The US Government: The Top “Narcoterrorist” on Earth
Stanton Young

October 21, 2025

Trump is using the “war on drugs” to justify imperialist aggression in Latin America. As he put it, “The cartels are waging war in America, and it’s time for America to wage war on the cartels.”

The drug epidemic pulls on the heartstrings of American workers. Drug overdoses have killed over a million people since 1999. But Trump and his gang of reactionaries are lying. The number one enabler of drug trafficking is the American ruling class itself.

Wall Street’s coffers are overflowing with money tied to the drug trade. The opioid epidemic was jumpstarted by pharmaceutical giants like Purdue Pharma, which made a killing from the over-prescribing of addictive painkillers.

American imperialism uses drugs to secure its dominance across the world, in particular in Latin America. The infamous “School of the Americas”—also known as the “School of the Assassins”—has served as a training ground for dictators and drug lords across the region.

Mexico

In Mexico, Los Zetas—one of the most violent drug cartels in history—originated as an elite unit of the Mexican military trained by US Special Forces at Fort Bragg. Upon returning to Mexico, they used the tactics they learned in North Carolina to form their own cartel.

Cartel wars created a very profitable market for weapons in Mexico. Gangs now need high-end military equipment to match their competitors in a new arms race. There is only one legal gun store in Mexico, so 75% of the demand is met through the United States. Dubbed the “Iron River,” American arms manufacturers use backchannels to offload their surplus weapons, fueling a drug war that kills over 25,000 people each year. Money made from these “legal” weapons sales ends up flowing all the way to Wall Street.

The most powerful cartels are billion-dollar businesses. They need to launder their money. Mom-and-pop laundering operations won’t do at this scale. But big banks don’t ask indelicate questions when given hundreds of millions of dollars of “capital investment.”
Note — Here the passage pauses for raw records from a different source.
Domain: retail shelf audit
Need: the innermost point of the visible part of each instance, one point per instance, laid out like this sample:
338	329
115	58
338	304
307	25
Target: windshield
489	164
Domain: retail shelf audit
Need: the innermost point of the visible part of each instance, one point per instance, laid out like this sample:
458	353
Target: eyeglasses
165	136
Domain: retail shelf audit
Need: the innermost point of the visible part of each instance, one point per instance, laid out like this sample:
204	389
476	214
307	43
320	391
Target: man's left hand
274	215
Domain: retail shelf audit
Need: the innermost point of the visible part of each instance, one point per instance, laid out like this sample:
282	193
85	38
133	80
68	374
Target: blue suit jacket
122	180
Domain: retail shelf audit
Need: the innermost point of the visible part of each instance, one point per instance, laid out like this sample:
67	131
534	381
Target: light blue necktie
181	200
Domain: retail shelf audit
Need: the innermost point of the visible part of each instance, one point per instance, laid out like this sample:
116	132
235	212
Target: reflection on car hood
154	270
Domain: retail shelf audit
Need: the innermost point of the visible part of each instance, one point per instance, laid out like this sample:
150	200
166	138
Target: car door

In 2024, TD bank got a slap on the wrist for laundering cartel money, just 12 years after HSBC was caught doing the same. This practice is not limited to the boardrooms of two banks—all of Wall Street is gushing with bloody drug money, as finance capital and imperialism have a synergistic relationship with cartels.

Nicaragua and Panama

In 1979, revolution erupted in Nicaragua, the poorest country in Latin America. After 43 years of US-backed dictatorship, the masses overthrew the hated Somoza government. Since this threatened US multinationals’ interests, the CIA funded and trained the counterrevolutionary “Contras”—among them cocaine producers and distributors. The secret agency facilitated the Contras’ drug smuggling into the US, leading to the crack epidemic.
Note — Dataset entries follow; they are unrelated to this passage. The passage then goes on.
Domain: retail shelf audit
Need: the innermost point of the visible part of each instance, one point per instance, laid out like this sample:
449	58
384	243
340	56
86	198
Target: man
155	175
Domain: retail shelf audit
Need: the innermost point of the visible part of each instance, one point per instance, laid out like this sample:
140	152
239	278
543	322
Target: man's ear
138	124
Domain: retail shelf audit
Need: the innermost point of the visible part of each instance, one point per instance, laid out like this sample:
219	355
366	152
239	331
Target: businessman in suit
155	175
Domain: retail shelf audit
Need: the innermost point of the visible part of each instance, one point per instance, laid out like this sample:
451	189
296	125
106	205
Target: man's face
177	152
Manuel Noriega of Panama was a key conduit for these transactions. First as intelligence director then as national dictator, he was on the CIA payroll while running his own drug-smuggling business throughout the 1980s.

Colombia

Historically a key ally of US imperialism, the Colombian ruling class regularly leans on cocaine cartels to assassinate labor leaders, socialists, and communists. In the 1980s, government-supported paramilitaries decimated the left-wing Uníon Patriotica—murdering close to 8,000 of its activists.

Among the perpetrators were prolific drug lords Jose Gonzalo Rodriguez and the Castaño Brothers. Salvatore Mancuso, leader of a reactionary paramilitary group, recently admitted that these groups merge seamlessly with drug cartels, politicians, and big capitalists, all under the auspices of US imperialism.

It is the highest hypocrisy for Trump to call Petro—the first left-leaning president who came to power on the back of the 2021 general strike—a “Drug Lord,” when the US has relied on the Colombian ruling class’ links to the cartels to crush dissent for decades.

Worldwide horror

None of this is unique to Latin America. During the Vietnam War, the US used the heroin trade to support its puppet regimes in South Vietnam and Laos. The “Golden Triangle” of Southeast Asia, a region dominated by the French and later the US imperialists, was the world’s leading producer of heroin until US-occupied Afghanistan took the top spot. Here too, the US leaned on, armed, and supported local drug lords to fight the Taliban.

For the US to use drugs as its casus belli for its imperialist aggression in Latin America is the height of hypocrisy. American imperialism will not stop the cartels. It will only cause more suffering, wars, chaos, and drug epidemics.

This is one more reason why communists are internationalists: the drug war has brought untold horror to workers across Latin America and here at home. Fighting the scourge of addiction requires a militant struggle against our own ruling class.